Lydia Fairchild is an American woman who exhibits chimerism, with two different sets of DNA present in her body. She was pregnant with her third child when she and the father of her children, Jamie Townsend, separated. When Fairchild applied for child support in 2002, she was requested to provide DNA evidence that Townsend was the father of her children. While the results showed Townsend was certainly the father of the children, the DNA tests indicated that she was not their mother.
This resulted in Fairchild's being taken to court for fraud for claiming benefits for other people's children or taking part in a surrogacy scam. Hospital records of her prior births were disregarded. Prosecutors called for her two children to be taken into care. As time came for her to give birth to her third child, the judge ordered a witness be present at the birth.
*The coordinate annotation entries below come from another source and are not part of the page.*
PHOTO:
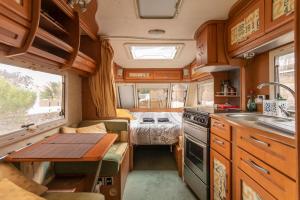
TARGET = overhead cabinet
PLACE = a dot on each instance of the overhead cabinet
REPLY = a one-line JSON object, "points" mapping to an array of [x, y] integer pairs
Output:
{"points": [[52, 37], [210, 44], [248, 26], [259, 24]]}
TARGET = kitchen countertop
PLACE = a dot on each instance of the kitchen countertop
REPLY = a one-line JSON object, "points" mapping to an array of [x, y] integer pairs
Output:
{"points": [[274, 134]]}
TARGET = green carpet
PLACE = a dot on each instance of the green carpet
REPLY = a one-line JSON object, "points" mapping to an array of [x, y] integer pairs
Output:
{"points": [[155, 177]]}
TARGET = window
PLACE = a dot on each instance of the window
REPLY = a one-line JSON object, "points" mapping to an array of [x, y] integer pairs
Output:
{"points": [[152, 97], [179, 92], [283, 71], [205, 92], [29, 97], [154, 51], [126, 96]]}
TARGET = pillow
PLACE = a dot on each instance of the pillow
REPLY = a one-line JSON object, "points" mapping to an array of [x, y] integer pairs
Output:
{"points": [[8, 171], [98, 128], [66, 129], [9, 191], [124, 113]]}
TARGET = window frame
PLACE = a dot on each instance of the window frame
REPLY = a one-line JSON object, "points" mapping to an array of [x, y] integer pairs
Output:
{"points": [[26, 133], [287, 49]]}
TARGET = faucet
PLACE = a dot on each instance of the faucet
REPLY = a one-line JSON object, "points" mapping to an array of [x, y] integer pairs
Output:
{"points": [[287, 113]]}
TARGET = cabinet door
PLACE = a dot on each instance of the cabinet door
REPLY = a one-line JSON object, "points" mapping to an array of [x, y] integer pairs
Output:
{"points": [[220, 173], [248, 189], [247, 26], [278, 13], [201, 56], [20, 7]]}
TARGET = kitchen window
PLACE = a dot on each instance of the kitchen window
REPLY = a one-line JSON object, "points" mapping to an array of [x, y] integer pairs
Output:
{"points": [[282, 70], [178, 96], [205, 93], [29, 97], [152, 97]]}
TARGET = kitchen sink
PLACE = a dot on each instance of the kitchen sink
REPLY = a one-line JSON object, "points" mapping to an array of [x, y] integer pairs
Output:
{"points": [[245, 116], [287, 125]]}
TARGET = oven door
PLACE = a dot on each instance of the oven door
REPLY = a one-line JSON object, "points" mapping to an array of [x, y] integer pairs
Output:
{"points": [[196, 157]]}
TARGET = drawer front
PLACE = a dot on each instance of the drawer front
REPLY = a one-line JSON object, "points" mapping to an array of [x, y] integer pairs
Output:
{"points": [[220, 129], [221, 146], [279, 185], [247, 189], [274, 153]]}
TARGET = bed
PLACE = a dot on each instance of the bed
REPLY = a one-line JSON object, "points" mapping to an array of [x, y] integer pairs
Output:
{"points": [[156, 132]]}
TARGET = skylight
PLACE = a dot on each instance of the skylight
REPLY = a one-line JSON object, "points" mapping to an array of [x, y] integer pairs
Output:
{"points": [[153, 52]]}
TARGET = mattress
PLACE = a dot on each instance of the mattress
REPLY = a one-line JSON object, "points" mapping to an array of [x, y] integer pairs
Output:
{"points": [[156, 133]]}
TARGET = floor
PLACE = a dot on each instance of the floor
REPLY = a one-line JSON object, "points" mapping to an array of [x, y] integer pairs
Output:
{"points": [[155, 177]]}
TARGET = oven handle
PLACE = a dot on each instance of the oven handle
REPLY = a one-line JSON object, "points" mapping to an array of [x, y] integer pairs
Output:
{"points": [[194, 141], [194, 126]]}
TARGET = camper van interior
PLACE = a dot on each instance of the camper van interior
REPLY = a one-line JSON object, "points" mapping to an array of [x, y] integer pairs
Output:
{"points": [[149, 99]]}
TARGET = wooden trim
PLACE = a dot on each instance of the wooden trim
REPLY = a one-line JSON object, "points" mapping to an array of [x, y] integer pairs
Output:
{"points": [[156, 110], [76, 41], [36, 7], [297, 67]]}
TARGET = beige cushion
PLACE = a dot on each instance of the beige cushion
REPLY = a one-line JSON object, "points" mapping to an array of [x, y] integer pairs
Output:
{"points": [[97, 128], [73, 196], [66, 129], [10, 191], [8, 171]]}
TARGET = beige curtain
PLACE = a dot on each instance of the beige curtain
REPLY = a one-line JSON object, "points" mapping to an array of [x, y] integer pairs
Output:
{"points": [[102, 83]]}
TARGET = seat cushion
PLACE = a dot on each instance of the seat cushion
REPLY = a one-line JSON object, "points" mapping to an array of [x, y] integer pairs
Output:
{"points": [[113, 158], [9, 171], [9, 191], [73, 196]]}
This witness was to ensure that blood samples were immediately taken from both the child and Fairchild. Two weeks later, DNA tests indicated that she was not the mother of that child either.
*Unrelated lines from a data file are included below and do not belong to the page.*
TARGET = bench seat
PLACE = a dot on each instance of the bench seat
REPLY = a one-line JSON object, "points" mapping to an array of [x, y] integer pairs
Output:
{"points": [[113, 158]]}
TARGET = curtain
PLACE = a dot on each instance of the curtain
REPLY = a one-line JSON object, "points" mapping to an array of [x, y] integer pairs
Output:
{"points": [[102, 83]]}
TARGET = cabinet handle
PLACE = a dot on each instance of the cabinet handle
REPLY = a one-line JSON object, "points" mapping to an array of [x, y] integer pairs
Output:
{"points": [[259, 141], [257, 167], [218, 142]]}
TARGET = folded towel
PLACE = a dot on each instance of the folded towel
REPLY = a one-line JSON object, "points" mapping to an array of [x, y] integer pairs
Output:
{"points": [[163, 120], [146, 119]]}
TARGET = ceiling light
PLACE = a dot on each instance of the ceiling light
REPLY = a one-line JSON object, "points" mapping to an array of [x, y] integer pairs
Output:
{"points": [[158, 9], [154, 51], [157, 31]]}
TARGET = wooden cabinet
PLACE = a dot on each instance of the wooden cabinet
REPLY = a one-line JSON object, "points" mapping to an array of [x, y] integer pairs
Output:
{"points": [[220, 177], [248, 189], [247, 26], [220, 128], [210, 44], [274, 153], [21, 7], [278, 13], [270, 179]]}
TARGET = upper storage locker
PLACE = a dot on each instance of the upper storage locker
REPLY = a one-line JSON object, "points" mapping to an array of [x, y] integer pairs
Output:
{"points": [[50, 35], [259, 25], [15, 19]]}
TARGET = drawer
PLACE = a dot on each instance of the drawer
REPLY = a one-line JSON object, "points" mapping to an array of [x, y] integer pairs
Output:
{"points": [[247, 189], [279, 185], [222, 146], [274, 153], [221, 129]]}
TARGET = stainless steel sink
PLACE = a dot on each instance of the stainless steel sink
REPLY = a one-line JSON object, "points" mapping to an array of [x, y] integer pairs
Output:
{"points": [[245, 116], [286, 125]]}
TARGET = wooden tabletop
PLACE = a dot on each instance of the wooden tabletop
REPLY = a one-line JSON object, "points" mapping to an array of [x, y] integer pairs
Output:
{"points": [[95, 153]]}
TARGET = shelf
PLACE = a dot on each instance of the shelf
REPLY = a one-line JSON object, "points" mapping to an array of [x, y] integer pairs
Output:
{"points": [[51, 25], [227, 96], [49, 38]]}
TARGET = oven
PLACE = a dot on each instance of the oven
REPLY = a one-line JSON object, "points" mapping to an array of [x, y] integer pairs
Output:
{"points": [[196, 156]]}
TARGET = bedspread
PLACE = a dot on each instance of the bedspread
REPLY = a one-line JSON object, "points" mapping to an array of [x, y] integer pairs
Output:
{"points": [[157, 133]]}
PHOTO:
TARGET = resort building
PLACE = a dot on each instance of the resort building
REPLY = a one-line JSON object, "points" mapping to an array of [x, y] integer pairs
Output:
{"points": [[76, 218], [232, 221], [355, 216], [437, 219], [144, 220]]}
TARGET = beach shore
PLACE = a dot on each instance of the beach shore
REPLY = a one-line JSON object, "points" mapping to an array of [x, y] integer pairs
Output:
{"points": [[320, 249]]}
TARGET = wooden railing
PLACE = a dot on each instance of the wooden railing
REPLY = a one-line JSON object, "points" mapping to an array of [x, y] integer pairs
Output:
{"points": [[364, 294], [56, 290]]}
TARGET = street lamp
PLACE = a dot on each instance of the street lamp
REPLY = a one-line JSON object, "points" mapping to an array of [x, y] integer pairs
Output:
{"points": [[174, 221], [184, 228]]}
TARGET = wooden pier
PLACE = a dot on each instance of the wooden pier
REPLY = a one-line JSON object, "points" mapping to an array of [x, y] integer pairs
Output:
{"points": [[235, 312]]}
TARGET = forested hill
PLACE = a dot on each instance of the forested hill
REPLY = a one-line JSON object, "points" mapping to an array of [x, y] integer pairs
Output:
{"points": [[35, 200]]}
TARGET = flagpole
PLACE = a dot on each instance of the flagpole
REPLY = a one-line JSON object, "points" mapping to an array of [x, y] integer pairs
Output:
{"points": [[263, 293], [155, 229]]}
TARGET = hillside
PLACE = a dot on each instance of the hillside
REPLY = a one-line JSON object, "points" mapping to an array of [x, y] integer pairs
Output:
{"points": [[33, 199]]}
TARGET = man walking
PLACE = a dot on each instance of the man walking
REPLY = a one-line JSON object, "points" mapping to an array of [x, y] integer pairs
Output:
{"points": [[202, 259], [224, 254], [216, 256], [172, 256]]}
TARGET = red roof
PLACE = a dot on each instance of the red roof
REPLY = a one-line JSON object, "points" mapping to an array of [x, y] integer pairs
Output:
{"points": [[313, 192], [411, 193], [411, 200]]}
A breakthrough came when a lawyer for the prosecution heard of Karen Keegan, a human chimera in New England, and suggested the possibility to the Fairchild's lawyer, Alan Tindell, who then found an article in the New England Journal of Medicine about Keegan. He realised that Fairchild's case might also be caused by chimerism. As in Keegan's case, DNA samples were taken from members of the extended family. The DNA of Fairchild's children matched that of Fairchild's mother to the extent expected of a grandmother. They also found that, although the DNA in Fairchild's skin and hair did not match her children's, the DNA from a cervical smear test did match. Fairchild was carrying two different sets of DNA, the defining characteristic of a chimera.